Can Eaton Corporation (NYSE: ETN) hit a new high in 2023? It could. The company just released an earnings report that shows above-consensus demand and a growing backlog which would support growth, margin expansion and capital returns. While inflation and rising rates are impacting some parts of the economy, there are secular trends to support Eaton.

Among them is the shift to electrification and digitization, which are only expected to gain momentum in the coming years. What this means for Eaton and its investors is a record-setting business, and that should equate to record-setting share prices. 

"We’re encouraged by strong operational performance as we start the year with record earnings per share and segment margins. Strong backlog growth, particularly in Electrical and Aerospace, points to ongoing demand across our markets. We're confident in our ability to capitalize on growth drivers – including the effects of re-industrialization in North America and the megatrends of electrification, energy transition and digitalization – to deliver on our targets,” said Craig Arnold, Eaton chairman and chief executive officer.

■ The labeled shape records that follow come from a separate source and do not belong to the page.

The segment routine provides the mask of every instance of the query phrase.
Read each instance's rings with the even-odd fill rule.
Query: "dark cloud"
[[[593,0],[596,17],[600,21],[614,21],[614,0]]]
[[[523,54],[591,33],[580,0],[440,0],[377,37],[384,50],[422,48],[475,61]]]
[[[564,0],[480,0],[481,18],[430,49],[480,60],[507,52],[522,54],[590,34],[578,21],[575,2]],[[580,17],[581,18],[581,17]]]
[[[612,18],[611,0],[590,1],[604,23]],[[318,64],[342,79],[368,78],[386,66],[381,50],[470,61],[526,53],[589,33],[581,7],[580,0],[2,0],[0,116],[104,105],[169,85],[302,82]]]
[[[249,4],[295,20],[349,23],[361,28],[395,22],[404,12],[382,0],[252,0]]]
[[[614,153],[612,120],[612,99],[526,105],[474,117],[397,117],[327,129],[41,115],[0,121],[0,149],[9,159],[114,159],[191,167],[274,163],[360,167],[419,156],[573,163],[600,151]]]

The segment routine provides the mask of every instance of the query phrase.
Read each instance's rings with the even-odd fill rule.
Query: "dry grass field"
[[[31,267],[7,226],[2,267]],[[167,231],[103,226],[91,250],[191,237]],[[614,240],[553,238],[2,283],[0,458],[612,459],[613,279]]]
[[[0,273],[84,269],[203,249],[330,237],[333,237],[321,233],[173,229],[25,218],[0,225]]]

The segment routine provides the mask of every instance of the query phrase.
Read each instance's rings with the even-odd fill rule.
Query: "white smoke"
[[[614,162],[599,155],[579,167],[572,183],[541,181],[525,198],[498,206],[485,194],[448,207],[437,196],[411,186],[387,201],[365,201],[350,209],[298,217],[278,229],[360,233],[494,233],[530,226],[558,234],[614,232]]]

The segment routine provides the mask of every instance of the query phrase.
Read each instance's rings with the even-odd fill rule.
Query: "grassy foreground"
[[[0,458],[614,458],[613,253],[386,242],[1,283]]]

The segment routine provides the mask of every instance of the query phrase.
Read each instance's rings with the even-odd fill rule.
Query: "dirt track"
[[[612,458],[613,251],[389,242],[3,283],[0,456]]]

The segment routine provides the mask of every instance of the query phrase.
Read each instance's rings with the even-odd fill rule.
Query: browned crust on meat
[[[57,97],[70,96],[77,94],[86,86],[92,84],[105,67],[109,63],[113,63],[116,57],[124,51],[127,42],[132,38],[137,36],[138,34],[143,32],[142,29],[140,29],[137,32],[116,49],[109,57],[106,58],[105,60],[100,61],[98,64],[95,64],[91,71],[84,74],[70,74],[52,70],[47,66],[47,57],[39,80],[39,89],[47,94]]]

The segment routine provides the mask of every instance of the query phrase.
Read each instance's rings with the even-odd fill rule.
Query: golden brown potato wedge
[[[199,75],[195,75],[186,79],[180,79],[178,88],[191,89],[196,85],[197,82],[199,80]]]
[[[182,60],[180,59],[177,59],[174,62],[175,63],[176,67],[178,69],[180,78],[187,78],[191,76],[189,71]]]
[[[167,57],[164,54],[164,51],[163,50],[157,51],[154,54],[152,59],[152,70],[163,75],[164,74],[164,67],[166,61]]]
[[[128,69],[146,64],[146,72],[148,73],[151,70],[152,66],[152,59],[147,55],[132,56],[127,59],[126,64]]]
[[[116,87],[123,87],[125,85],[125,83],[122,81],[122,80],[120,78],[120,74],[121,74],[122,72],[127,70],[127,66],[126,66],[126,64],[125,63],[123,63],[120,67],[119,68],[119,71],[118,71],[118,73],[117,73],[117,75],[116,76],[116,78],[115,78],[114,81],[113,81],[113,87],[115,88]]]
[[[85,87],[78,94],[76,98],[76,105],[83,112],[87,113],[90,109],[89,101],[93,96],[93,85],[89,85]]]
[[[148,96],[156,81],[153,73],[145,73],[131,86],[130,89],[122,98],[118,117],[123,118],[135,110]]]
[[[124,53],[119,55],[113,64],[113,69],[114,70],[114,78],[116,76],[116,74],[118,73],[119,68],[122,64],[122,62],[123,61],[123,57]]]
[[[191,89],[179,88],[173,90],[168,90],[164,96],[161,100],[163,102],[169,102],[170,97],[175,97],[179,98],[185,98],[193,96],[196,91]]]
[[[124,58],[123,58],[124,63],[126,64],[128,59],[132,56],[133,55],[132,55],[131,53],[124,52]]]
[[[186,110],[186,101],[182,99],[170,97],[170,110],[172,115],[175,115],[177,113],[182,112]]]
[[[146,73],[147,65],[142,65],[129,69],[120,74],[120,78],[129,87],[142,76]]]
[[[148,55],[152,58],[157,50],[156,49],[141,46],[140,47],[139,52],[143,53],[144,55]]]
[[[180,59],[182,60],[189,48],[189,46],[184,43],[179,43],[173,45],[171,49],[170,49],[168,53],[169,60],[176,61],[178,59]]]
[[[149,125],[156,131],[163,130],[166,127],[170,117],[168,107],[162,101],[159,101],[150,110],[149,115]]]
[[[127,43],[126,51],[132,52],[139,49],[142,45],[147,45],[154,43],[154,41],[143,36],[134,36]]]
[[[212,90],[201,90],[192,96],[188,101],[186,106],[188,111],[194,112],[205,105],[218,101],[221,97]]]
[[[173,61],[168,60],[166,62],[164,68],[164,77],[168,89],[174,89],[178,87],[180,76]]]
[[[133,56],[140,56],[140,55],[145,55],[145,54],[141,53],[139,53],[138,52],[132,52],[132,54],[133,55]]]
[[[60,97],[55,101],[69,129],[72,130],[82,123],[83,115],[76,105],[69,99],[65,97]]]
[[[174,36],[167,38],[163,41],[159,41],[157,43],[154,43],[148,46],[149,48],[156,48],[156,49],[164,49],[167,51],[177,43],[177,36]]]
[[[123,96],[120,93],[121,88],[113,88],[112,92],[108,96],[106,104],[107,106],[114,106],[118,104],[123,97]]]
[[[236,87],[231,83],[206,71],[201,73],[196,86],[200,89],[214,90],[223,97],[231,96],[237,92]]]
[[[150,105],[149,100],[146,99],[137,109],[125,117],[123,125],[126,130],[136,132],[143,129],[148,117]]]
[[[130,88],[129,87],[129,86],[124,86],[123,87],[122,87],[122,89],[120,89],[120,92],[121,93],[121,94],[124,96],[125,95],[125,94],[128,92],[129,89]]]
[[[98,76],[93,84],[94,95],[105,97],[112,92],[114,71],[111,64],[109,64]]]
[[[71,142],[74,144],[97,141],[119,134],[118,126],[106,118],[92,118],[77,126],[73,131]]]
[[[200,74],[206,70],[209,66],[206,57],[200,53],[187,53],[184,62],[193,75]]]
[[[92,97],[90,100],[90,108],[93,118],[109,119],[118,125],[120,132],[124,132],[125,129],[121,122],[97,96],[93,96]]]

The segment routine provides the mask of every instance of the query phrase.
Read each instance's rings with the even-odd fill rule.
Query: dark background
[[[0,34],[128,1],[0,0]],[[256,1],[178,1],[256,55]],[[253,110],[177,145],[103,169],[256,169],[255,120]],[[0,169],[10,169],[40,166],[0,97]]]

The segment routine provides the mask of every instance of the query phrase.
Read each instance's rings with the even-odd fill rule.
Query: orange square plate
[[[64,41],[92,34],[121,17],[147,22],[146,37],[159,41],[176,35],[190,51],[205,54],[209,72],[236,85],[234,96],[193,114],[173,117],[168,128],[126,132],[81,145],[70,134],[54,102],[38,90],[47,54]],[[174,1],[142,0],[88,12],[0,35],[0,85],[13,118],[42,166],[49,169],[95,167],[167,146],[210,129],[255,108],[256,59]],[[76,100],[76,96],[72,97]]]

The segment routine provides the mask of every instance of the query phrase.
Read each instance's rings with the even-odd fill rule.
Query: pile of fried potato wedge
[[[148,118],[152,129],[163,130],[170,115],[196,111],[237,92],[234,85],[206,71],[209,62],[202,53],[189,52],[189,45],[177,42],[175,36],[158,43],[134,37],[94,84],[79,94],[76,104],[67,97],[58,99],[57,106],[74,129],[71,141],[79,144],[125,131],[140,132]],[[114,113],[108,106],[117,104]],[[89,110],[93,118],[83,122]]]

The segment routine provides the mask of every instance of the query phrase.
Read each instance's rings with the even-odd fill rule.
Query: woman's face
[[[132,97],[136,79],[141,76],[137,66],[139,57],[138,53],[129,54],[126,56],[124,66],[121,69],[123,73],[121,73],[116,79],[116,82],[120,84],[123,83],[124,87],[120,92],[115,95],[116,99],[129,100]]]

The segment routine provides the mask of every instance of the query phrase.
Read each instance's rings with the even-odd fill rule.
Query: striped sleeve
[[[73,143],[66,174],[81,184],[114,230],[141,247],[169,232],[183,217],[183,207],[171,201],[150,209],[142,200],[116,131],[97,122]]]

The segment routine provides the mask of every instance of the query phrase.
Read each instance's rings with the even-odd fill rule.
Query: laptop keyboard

Eaton Has Robust Quarter, Raises Guidance 

Eaton had a robust quarter, producing revenue of $5.48 billion to set a company record. The revenue strength was driven by record-setting revenue in all operating segments, and it beat the Marketbeat.com consensus by 480 basis points. Organically, the company grew by 15%, but FX shaved 200 bps off the top line. On a segment basis, Electrical Americas led with a gain of 21%, followed by 17% growth in eMobility, 12 growth in Aerospace, 10% growth in Vehicles and 4% growth in Global Electrical. 

The margin news is also impressive. The company improved its segment margin by 90 basis points and set a record. This led to significant cash flow and free cash flow improvements, which are up about 1000 basis points compared to last year (cash flow) and reversed a loss compared to last year (free cash flow). The earnings are also at record levels; the adjusted EPS is up 16% compared to last year, and it beat the consensus by a dime leading to an improvement in guidance. 

Eaton raised its guidance for revenue and earnings based on the Q1 strength and a 39% increase in backlog. The company raised the full-year outlook for revenue growth by 200 basis points to 9% to 11%, with EPS ranging from $8.30 to $8.50 and above the $8.28 consensus target. Q2 is also expected to be strong, with earnings bracketing the consensus with the midpoint at the bottom of the range. These figures may underestimate the FY potential if momentum carries into the current and subsequent quarters. 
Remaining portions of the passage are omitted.